Leveraging the Indiana Network of Patient Care database, a repository of patient data from Central Indiana healthcare systems, this study uncovered a stark information gap: only 31% of patients diagnosed with Sjögren’s in their EHR had corresponding documentation in their dental records.
This discrepancy underscores the challenge wherein dentists heavily rely on patients to disclose their medical conditions, leading to missed opportunities for preventive dental care among individuals with Sjögren’s. Communication lapses between dental and healthcare providers further exacerbate treatment delays, with dentists typically waiting over a week to access relevant EHR data.
The historical separation between medical and dental care shaped the initial design of electronic dental and health records, prioritizing domain-specific functions over interoperability. However, recent efforts have spotlighted interoperability enhancements, aiming to bridge the data gap between these systems. Establishing health information exchanges (HIEs) at regional or statewide levels could facilitate seamless data exchange among healthcare professionals.
The study unveiled a predominantly female demographic among Sjögren’s diagnoses, aligning with previous research. Notably, over 30% of these women reported joint pain, muscle pain, and fibromyalgia before their Sjögren’s diagnosis, potentially serving as early indicators of the disease.
Dr. Thyvalikakath and her team are gearing up for further research aiming to identify early biomarkers for Sjögren’s. They plan to train dental students and faculty in practice-based research, emphasizing interprofessional care to manage these conditions effectively. Collaborating with the IU School of Medicine’s rheumatology department and Purdue College of Pharmacy, they will conduct a longitudinal study measuring serum and salivary markers in susceptible dental patients.
The study will recruit women aged 30 and above diagnosed with fibromyalgia, joint pain, or fatigue.
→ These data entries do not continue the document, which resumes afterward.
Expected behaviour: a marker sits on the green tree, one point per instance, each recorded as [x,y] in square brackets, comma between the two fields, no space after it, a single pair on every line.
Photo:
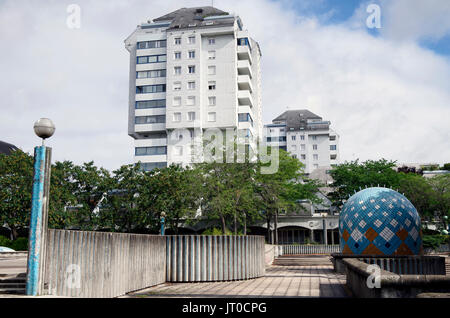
[280,190]
[418,191]
[350,177]
[16,181]
[62,195]
[441,194]
[91,185]
[173,190]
Monitoring these patients over several years, the research aims to identify potential chemical changes in saliva that could serve as early markers for Sjögren’s, even before dry mouth symptoms manifest.
Patients displaying certain markers will undergo telehealth consultations involving rheumatologists, pharmacy researchers, and dental providers to discuss diagnosis and management plans.
Regenstrief’s pioneering work not only spotlights the critical linkage between dental and overall health but also underscores the need for improved data sharing and collaborative care models to enhance patient outcomes in conditions like Sjögren’s.
Regenstrief’s paradigm-shifting research showcases the pivotal role of integrated dental and EHR data in revolutionizing Sjögren’s management. Addressing disparities in documenting Sjögren’s emphasizes the necessity for proactive preventive care strategies. Early symptom recognition becomes integral, driving the quest for predictive biomarkers via saliva testing. Collaborative efforts among dental, medical, and pharmacy realms mark a promising approach for identifying and managing Sjögren’s, underscoring the potential impact of interdisciplinary research in transforming patient care.